Trotz seines Schweigens war der Monarch aber dazu angehalten, seine Augen offenzuhalten und über die Richter zu wachen. Im Falle von richterlicher Pflichtvergessenheit riet Friedrich zu deutlicher Strenge. Bliebe nämlich ein Verbrechen ungestraft, würde der Herrscher zum Mitschuldigen.

Religionen sah Friedrich der Große als widersinnige Fabelsysteme an, die für die Menschen gemacht waren. Um deren religiöse Gefühle nicht zu verletzen, hielt der Preußenkönig Rücksicht auf die Masse jedoch für überaus wichtig.

Sollte der Fürst selbst regieren?

Friedrich der Große erachtete es für notwendig, dass ein Staat wie Preußen in seinen inneren Angelegenheiten von seinem Herrscher selbst regiert wurde.

Gut durchdachte Maßnahmen seien wichtig, damit Politik, Armee und Finanzen das gleiche Ziel anstrebten: das Machtwachstum.

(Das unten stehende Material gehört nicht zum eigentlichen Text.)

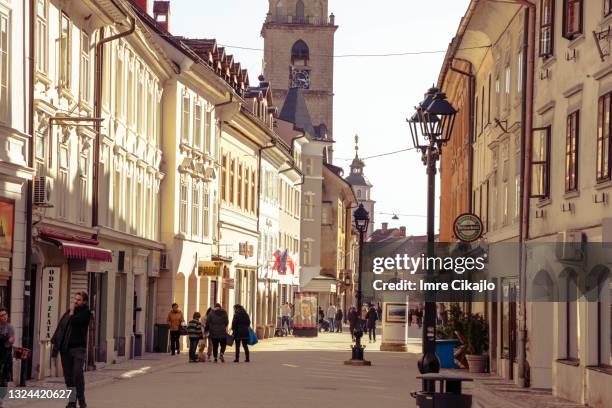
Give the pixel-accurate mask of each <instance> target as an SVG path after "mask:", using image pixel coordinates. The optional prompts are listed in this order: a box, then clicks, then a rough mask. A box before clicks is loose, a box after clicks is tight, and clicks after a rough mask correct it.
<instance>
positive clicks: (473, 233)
mask: <svg viewBox="0 0 612 408" xmlns="http://www.w3.org/2000/svg"><path fill="white" fill-rule="evenodd" d="M454 232H455V237H457V239H459V240H460V241H461V242H467V243H470V242H474V241H476V240H477V239H478V238H480V237H481V236H482V233H483V225H482V220H481V219H480V217H479V216H477V215H476V214H471V213H465V214H461V215H460V216H458V217H457V218H456V219H455V223H454Z"/></svg>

Ein solches System konnte nach Friedrichs Ansicht jedoch nur einem Herrscher entspringen.

Die meisten Fürsten würden jedoch durch Dummheit, Trägheit und Vergnügungssucht daran gehindert, sich trotz ihres edlen Berufes für das Glück der Völker einzusetzen.

Da der Herrscher als erster Diener des Staates fungierte, sollte er gut besoldet werden, wobei er werktätig für das Wohl des Staates sorgen müsse.